I raved a bit about the first Terok Nor novel a couple of months ago. I don't seem to have quite so much to say about Night of the Wolves and Dawn of the Eagles by S.D. Perry and Britta Dennison.
Don't get me wrong, I enjoyed both books, but they make for a very different experience. James Swallow was showing us something we hadn't seen before -- how the Cardassian takeover actually played out. These two books move into more familiar territory, bringing more familiar faces into the mix and drawing on the many episodes of the show that established the invasion backstory. So Perry and Dennison have gone back to TNG's "Ensign Ro" and a lot of DS9 episodes. I'd been thinking in terms of episodes like "Necessary Evil" while waiting for these books; I'd forgotten how much had been established in other episodes.
And that's the (minor) problem with these books. So much of the story has already been told in bits and pieces that it sometimes feels like the books were an exercise in compiling and imposing a structure on all that we learned about pre-"Emissary" DS9 on TV. There's so much for Perry and Dennison to work with it sometimes feels like they don't have enough room to make the story their own. And balancing the story threads of all the major players must have been a challenge, too... Dukat, Kira, Odo, Opaka, Ro, and eventually Quark are all viewpoint characters, along with guest stars like Natima Lang.
So what we have is a sprawling saga rather than a taut thriller. Does it hold up? Yes. I enjoyed it, I liked the way the authors made connections between events, made sense of certain established events, put things into context. I liked the characterization of Dukat; it explained both how he could be hated by the Bajorans while still believing in himself as a benevolent despot. I liked revisiting a lot of the characters who made the pre-Dominion War DS9 interesting (I was one of the people who liked the Bajor stuff, who liked the show from the beginning instead of when it became the war show). Kira Meru, Tahna Los, Shakaar Edon, Li Nalas, Winn Adami, Bareil Antos, and more make appearances. We see the major cultural changes the occupation has on Bajor, including the move away from the D'jarra caste system, and also the changes in Cardassian society.
And we also get some things that connect to the relaunch novels, as the Oralians begin to rebuild on Cardassia following their near destruction during Day of the Vipers.

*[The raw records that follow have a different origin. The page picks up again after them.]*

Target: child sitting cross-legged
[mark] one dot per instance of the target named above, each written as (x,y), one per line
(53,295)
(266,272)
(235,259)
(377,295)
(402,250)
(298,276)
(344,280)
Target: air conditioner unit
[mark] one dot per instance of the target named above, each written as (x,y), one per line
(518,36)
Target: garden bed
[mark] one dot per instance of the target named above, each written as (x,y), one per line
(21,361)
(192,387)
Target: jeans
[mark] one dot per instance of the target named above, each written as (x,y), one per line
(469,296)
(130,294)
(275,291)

For anyone who was a DS9 fan from the beginning, the Terok Nor trilogy is a must read. For casual DS9 fans more interested in the Dominion War arc, it may not seem as necessary -- but if you're one of those people and also read the relaunch books, you'll find the same mix of intrigue, character development, and action here that you get in the relaunch. If you don't like DS9, well, why have you been reading this?